Friday, August 23, 2019

The Eighth Sister - Robert Dugoni

It was only after I read Robert Dugoni’s The Extraordinary Life of Sam Hell that I learned the author is probably better known for the two series that he continues to add to, the David Sloane series (of five books) and the Tracy Crosswhite series (of six books), than he is for his three standalone novels. I was suitably impressed by Sam Hell and decided to explore the author’s backlist a bit. Before I could do that, however, I got sucked in by a brand-new Robert Dugoni spy thriller called The Eighth Sister that has left me more determined than ever to check out the Dugoni backlist.

The Eighth Sister impresses me as kind of a throwback to all those Cold War era spy novels that I’ve read and enjoyed over the years except that it’s a little more cynical than I remember most of those novels as having been. There are the usual agents, double agents, even the semblance of a team-rivalry between the various spy agencies (both domestic and foreign) in this one, but what strikes me as most unusual is Dugoni’s decision to use a 6-foot five black man as his spy hero. After all, it will not be easy for a man like Charles Jenkins to blend into the background in Mexico and Russia, the two countries in which Jenkins works for the CIA. I admit to being a bit skeptical at first but realized soon enough that this kind of challenge makes the Charles Jenkins character even more fun than he otherwise would have been.

Robert Dugoni
Charles Jenkins is in his early sixties and he has not worked for the CIA in decades, ever since becoming so disillusioned with the agency that he walked away from it without a word to his superiors. Jenkins, married with a young son and a baby on the way, now runs a security consulting business that is struggling to fight off what seems to be an imminent declaration of bankruptcy. So, when his old Mexico bureau chief shows up at his door and offers Jenkins a CIA assignment that will pay him enough money to save his business and his home, he reluctantly agrees to take the job. A Russian agent is identifying and killing, one-by-one, a group of seven Russian women (known within the agency as the seven sisters) who have been spying for the U.S. for a number of years. That deadly Russian agent has been dubbed the eighth sister – and the CIA wants Jenkins to find her. 
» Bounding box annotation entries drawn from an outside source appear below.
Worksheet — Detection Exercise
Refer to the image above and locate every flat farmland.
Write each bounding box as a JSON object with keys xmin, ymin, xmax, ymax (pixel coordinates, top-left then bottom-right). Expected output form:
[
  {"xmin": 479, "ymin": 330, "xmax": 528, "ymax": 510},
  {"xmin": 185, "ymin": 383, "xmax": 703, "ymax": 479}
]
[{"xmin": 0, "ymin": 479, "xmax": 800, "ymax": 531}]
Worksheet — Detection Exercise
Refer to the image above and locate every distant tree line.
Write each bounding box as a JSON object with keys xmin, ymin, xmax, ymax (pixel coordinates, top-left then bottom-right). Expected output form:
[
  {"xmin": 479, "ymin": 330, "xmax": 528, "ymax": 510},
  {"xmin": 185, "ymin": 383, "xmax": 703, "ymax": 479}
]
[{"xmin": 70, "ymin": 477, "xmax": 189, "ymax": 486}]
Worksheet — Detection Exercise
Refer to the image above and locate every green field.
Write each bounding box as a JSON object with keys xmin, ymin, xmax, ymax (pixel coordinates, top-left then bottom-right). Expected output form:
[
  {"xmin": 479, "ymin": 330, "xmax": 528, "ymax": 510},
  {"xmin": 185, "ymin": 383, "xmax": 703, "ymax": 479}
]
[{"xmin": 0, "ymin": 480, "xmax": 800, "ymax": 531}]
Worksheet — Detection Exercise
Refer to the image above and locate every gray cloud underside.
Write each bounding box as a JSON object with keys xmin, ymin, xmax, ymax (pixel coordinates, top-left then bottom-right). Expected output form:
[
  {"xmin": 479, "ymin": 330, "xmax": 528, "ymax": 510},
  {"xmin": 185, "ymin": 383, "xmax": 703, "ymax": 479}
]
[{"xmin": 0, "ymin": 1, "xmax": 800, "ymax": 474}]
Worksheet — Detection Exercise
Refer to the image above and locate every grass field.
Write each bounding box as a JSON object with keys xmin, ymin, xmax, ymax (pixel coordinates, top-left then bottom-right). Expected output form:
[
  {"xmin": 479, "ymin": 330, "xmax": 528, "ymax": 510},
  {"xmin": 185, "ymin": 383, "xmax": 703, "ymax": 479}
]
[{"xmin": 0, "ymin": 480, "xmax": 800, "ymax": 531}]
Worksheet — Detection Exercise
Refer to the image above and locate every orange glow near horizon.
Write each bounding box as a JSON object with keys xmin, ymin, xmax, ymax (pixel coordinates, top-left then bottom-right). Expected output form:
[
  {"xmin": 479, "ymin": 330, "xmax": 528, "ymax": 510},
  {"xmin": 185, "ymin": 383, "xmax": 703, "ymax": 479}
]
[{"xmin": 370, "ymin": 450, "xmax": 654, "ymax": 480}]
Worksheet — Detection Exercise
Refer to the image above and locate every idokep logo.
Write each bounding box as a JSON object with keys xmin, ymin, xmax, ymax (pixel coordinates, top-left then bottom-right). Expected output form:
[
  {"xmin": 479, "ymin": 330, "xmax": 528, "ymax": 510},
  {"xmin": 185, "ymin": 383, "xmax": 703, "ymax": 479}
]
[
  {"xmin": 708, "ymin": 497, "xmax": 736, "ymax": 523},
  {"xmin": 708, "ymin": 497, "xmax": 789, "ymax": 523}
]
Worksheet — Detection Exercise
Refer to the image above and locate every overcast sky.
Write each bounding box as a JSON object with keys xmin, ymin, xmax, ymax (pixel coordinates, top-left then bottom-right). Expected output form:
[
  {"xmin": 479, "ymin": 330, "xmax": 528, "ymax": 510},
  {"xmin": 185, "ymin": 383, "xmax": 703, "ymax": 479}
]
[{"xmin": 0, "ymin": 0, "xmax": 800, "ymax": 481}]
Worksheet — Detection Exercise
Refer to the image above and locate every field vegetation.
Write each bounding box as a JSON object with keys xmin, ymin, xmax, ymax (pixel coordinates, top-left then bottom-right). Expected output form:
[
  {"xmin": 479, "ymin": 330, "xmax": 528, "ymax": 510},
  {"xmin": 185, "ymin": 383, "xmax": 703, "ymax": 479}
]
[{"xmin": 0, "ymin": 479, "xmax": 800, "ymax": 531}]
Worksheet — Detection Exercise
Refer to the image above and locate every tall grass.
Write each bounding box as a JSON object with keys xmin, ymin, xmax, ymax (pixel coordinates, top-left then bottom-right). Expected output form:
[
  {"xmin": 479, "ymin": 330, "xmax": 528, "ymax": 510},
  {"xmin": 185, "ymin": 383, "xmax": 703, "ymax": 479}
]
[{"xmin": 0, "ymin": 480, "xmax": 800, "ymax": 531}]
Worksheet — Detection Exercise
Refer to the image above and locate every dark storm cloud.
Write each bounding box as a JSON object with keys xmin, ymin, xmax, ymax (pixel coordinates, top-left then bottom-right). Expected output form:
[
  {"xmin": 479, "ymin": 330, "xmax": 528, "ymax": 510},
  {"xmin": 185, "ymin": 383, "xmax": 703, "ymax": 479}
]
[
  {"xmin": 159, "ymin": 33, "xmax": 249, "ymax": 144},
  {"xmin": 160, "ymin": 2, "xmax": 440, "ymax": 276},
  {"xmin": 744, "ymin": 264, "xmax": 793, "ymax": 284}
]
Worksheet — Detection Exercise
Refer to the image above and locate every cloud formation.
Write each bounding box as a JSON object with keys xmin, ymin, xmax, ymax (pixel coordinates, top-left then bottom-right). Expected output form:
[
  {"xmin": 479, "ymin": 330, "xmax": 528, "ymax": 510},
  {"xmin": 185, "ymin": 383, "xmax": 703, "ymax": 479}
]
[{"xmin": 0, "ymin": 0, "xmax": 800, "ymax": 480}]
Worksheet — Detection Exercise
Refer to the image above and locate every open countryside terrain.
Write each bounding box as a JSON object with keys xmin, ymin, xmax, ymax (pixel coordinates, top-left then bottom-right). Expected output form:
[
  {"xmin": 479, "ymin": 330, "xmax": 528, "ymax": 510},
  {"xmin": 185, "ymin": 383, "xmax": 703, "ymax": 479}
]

But when Jenkins does identify the eighth sister, he learns that she is not at all what he expected her to be – nor, it seems, is anyone else with whom he’s been dealing. Now he will be lucky to get out of Russia with his life, much less save the lives of the four surviving sisters.

The Eighth Sister is a fast-paced thriller that turns out to be almost a chess match between Jenkins and the Russian agent who is chasing him across Russia. The two men are so well matched, in fact, that they grudgingly begin to respect each other’s abilities and to plan their next moves accordingly. Jenkins may be a master of misdirection, but after the Russian begins to take that particular talent of his into account he draws closer and closer to the fleeing American. Little does Jenkins know, though, that even if he makes it out of Russia, he will have to face an even more powerful enemy that wants to destroy him.
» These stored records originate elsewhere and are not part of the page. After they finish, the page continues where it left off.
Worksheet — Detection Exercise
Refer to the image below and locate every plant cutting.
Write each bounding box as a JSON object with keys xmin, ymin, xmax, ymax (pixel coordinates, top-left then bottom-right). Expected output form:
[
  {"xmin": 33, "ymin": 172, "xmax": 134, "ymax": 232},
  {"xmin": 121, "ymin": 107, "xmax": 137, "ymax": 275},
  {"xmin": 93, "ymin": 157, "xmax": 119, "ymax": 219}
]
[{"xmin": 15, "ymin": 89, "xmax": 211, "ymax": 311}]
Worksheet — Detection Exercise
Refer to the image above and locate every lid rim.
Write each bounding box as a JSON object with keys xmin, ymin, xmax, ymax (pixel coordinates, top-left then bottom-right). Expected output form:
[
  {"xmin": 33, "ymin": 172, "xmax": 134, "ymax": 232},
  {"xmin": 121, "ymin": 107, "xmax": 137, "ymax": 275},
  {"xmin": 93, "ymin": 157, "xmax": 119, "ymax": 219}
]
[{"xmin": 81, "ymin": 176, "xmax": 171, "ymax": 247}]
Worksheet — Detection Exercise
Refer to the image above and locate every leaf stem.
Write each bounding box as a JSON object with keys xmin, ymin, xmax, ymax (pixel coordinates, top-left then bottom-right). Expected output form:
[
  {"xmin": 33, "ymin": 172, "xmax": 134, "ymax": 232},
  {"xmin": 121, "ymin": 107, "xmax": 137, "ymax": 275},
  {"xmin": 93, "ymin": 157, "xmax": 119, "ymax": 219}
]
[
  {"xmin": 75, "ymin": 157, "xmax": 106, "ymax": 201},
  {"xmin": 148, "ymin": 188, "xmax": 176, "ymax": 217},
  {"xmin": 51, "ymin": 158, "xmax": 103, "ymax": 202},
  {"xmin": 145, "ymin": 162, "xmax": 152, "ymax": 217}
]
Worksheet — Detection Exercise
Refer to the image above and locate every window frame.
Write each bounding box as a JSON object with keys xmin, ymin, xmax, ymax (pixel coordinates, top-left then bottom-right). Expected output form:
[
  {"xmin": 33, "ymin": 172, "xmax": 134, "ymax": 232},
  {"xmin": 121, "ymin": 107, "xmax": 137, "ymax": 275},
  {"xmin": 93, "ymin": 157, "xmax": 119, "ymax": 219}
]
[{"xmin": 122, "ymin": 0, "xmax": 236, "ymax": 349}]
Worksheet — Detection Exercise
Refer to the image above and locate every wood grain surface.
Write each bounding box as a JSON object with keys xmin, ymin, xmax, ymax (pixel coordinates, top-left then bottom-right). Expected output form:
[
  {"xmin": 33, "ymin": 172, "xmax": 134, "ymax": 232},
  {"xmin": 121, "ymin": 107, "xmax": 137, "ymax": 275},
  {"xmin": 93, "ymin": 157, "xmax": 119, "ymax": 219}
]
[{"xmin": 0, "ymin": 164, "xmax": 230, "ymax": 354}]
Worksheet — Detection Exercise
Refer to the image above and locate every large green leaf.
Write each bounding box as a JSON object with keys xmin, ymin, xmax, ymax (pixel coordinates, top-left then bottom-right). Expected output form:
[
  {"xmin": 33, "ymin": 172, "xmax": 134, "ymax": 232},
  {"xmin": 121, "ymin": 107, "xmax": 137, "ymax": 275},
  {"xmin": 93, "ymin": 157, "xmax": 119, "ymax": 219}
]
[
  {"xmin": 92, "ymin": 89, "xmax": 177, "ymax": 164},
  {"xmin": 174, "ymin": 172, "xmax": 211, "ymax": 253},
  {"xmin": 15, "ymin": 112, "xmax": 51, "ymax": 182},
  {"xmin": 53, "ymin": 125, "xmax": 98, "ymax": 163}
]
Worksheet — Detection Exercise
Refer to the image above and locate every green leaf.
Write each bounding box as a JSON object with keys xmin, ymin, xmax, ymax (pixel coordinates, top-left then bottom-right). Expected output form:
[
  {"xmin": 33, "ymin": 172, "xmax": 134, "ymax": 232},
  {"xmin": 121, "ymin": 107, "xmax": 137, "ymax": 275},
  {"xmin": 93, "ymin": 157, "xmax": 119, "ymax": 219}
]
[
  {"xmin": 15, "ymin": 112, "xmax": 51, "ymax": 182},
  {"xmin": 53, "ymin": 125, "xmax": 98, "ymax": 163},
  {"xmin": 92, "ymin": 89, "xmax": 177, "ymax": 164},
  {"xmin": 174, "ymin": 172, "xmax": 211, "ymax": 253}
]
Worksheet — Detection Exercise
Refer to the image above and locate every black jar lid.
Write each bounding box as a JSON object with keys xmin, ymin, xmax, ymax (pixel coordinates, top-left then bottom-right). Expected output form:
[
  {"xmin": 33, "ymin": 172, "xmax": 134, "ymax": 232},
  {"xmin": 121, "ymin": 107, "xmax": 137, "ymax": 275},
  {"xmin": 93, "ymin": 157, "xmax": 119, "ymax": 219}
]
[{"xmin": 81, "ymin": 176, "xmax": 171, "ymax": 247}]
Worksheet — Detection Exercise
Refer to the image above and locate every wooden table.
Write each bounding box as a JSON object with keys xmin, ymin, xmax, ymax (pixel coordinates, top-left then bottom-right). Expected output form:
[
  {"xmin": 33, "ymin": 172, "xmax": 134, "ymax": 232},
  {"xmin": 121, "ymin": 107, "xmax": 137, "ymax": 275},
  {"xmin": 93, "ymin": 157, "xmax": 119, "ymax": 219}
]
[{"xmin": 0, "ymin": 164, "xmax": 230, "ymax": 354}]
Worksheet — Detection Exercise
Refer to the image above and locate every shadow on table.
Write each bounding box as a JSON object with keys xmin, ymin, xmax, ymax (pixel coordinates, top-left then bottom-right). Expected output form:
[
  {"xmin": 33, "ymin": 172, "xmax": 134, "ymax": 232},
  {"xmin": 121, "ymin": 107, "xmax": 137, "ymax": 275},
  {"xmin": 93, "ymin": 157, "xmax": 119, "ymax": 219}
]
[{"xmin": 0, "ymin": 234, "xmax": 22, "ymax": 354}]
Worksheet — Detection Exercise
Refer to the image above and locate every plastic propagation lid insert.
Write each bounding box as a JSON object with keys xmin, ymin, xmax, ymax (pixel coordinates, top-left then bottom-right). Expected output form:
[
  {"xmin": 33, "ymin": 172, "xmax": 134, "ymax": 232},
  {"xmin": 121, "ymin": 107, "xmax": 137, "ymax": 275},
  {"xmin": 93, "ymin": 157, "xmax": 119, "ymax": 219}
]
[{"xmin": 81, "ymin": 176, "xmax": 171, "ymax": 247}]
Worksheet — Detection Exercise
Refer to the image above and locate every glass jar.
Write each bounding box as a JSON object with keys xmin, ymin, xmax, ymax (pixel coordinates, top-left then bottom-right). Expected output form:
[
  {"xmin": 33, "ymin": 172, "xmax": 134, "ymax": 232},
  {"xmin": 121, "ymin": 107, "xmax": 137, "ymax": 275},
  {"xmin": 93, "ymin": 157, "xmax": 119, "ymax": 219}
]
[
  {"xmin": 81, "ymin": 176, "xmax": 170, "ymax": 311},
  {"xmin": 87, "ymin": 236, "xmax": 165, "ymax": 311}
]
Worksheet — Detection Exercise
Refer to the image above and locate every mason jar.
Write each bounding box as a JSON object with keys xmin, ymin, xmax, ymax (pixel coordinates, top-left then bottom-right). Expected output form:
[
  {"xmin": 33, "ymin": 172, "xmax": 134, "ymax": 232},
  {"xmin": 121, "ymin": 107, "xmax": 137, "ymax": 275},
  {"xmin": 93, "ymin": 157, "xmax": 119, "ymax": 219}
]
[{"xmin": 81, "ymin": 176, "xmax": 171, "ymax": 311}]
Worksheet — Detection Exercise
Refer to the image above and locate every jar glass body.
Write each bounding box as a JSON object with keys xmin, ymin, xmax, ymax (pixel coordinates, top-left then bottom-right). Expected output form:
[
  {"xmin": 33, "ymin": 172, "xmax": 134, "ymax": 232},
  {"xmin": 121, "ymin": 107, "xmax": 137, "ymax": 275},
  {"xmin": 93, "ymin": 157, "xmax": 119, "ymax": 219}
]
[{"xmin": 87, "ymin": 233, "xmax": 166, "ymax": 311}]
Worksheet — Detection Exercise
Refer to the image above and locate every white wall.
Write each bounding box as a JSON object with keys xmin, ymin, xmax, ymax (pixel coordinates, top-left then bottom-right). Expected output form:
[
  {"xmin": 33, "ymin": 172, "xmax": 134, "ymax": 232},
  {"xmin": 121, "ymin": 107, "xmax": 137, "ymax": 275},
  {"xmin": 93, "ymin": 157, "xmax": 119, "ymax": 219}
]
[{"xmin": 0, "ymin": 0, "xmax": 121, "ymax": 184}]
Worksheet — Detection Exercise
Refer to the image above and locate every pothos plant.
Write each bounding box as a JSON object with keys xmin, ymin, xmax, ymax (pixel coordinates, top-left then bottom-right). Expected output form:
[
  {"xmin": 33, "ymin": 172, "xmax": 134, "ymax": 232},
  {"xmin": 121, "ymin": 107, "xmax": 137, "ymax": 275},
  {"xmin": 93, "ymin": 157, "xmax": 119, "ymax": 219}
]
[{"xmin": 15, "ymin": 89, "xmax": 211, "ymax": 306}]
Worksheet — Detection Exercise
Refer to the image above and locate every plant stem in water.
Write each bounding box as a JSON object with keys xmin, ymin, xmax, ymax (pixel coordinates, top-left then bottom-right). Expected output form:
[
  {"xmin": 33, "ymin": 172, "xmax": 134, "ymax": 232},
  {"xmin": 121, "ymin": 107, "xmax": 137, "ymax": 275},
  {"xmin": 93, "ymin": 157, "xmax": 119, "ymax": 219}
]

Bottom Line: The Eighth Sister is a highly atmospheric and well-researched spy thriller that is sure to please fans of the genre. Dugoni’s descriptions of the Russian winter almost gave me frost bite, but I still enjoyed this one so much that I want to explore the Dugoni backlist now more than ever. Good stuff.


  1. Ooh...this one does sound really good! I'm putting it on my Goodreads want to read list. :D

    1. I love it when I discover a new (to me) writer I really enjoy, and right now Robert Dugoni is two for two. And the best part is that there are another 10+ books of his for me to try.

  2. I'm not a big fan of spy-type novels, but I did like the one Dugoni book I read. It's the first book in the Tracy Crosswhite series. My sister recommended the series to me because the books are entertaining, but they also take place in Washington State where I grew up. In a later book, he mentions some little tiny towns in the Columbia River Gorge that are known to only locals (like me). Fun!

    1. A lot of this one takes place in Seattle and on a remote island in Washington state that I can't remember the name of. I think there are two more books featuring the same main character that are set to be released in the next year or so, and one of the main characters in the book is David Sloane (who already has a five-book series of his own). Dugoni seems to be taking the Michael Connelly approach of merging the main characters of two series into the same book. But since Sloane is a lawyer, I doubt that Jenkins will be needing his services in the next couple of books.